Gazeta ujawnia kolejne fragmenty nagrań, które są zamieszczone na amerykańskich serwerach. Na razie żadna z czterech rozmów nie została opublikowana w całości. Część z nich, już w czerwcu ubiegłego roku, zaprezentował tygodnik "Wprost".
Chodzi o rozmowy byłego szefa MSZ, Radosława Sikorskiego z byłym ministrem finansów, Jackiem Rostowskim; Stanisława Gawłowskiego, wiceministra skarbu z biznesmenem Piotrem Wawrzynowiczem; oraz rozmowy prezesa PKN Orlen, Jacka Krawca - jedną odbył z Pawłem Grasiem, a drugą z Włodzimierzem Karpińskim, ministrem skarbu i jego zastępcą, wiceministrem Zdzisławem Gawlikiem.
"Gazeta Polska Codziennie" skupia się na treści rozmowy Sikorskiego z Rostowskim. Jak pisze, "rzuca ona nowe światło na stosunek polityków Platformy Obywatelskiej do wyborców". Byli ministrowie często żartują, były szef resortu spraw zagranicznych stwierdza m.in, że "dwa razy obiecać, to jak raz dotrzymać". Natomiast były minister finansów uważa, że "obietnice polityczne wiążą tylko tych, którzy w nie wierzą".

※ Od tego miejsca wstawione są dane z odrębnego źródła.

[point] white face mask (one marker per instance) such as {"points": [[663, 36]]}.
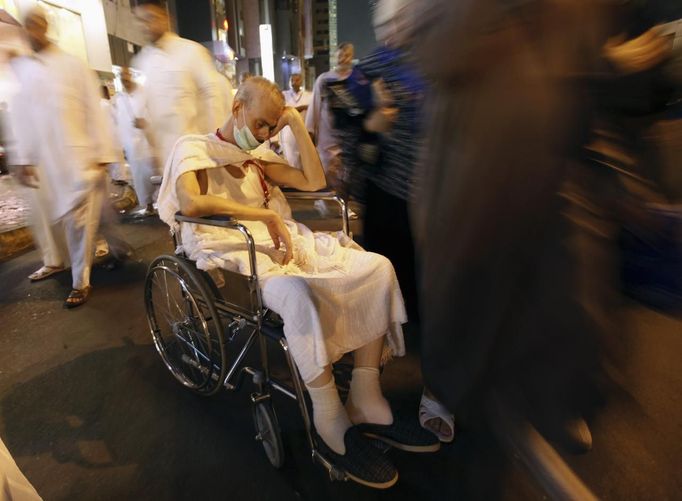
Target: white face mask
{"points": [[243, 135]]}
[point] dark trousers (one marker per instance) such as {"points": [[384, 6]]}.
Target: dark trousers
{"points": [[387, 232]]}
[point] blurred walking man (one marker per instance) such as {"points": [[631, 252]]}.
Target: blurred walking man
{"points": [[183, 92], [63, 145], [298, 98]]}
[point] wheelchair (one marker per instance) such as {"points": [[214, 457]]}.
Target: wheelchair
{"points": [[204, 333]]}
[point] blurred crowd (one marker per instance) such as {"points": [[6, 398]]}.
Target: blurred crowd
{"points": [[514, 159]]}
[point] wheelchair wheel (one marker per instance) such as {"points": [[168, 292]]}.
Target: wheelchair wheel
{"points": [[268, 433], [185, 325]]}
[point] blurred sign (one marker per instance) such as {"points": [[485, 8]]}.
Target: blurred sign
{"points": [[266, 54]]}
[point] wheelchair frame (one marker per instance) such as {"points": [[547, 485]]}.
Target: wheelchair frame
{"points": [[231, 319]]}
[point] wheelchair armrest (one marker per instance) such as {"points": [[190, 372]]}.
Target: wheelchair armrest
{"points": [[325, 194], [219, 220], [224, 221]]}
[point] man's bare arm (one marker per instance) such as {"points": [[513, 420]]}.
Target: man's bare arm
{"points": [[195, 204], [311, 177]]}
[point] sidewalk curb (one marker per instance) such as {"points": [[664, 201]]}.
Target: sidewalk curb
{"points": [[14, 242]]}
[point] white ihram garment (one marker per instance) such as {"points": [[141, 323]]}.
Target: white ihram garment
{"points": [[333, 297], [60, 128], [14, 486], [286, 136], [183, 91], [130, 106]]}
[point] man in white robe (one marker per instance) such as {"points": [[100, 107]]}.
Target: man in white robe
{"points": [[62, 145], [320, 122], [299, 99], [183, 91], [131, 113], [333, 297]]}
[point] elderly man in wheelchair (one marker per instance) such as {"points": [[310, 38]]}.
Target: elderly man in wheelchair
{"points": [[332, 297]]}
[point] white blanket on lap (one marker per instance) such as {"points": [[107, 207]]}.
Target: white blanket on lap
{"points": [[333, 297]]}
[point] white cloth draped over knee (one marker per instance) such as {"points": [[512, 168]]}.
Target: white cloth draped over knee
{"points": [[333, 296], [14, 486]]}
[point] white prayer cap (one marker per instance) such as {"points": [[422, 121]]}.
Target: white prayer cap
{"points": [[387, 10]]}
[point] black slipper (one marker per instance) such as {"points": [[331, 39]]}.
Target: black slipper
{"points": [[404, 433], [363, 463], [77, 297]]}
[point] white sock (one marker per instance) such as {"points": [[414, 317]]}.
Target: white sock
{"points": [[330, 418], [366, 403]]}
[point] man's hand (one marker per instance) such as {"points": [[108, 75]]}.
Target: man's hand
{"points": [[289, 117], [280, 235], [639, 54], [26, 175]]}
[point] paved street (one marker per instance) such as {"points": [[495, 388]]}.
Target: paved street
{"points": [[89, 411]]}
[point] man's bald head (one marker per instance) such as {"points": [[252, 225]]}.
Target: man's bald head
{"points": [[36, 26], [259, 103]]}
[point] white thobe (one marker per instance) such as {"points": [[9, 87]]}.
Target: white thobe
{"points": [[183, 91], [117, 171], [319, 121], [286, 136], [60, 128], [130, 106], [333, 297]]}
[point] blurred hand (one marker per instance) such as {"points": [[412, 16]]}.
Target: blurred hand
{"points": [[381, 120], [26, 175], [289, 117], [638, 54], [280, 235]]}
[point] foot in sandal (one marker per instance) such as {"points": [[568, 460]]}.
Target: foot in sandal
{"points": [[44, 272], [434, 417], [77, 297]]}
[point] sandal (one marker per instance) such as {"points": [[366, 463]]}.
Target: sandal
{"points": [[77, 297], [362, 463], [404, 434], [44, 272], [431, 409]]}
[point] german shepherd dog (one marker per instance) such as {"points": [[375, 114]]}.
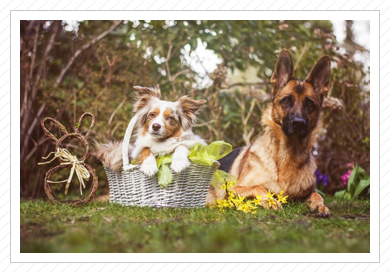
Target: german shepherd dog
{"points": [[280, 159]]}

Dziennik zwraca też uwagę na fakt, iż podczas kolacji opłacanej z publicznych pieniędzy, Sikorski zachęca Rostowskiego, by "zaszalał".
"Gazeta Polska Codziennie" ujawnia także fragmenty rozmowy Wawrzynowicza z Gawłowskim. Dyskusja dotyczy kandydatów do Parlamentu Europejskiego. Biznesmen namawia ministra, by startował w eurowyborach. Tłumaczy mu, że nie chodzi o to, by "wyjechał na emeryturę". "Na emeryturę to wyjechał Sławomir Nitras" - mówi. Dodaje, że sprawdził jego aktywność jako europosła i jak stwierdza, w jego przypadku "nie ma czegoś takiego jak aktywność". Gawłowski potwierdza, że Nitras "nic nie robi".
Po ujawnieniu adresu strony, na której zamieszczone zostały nagrania, przestała ona działać. Administrator wyjaśnia, że powodem jest zbyt duże zainteresowanie.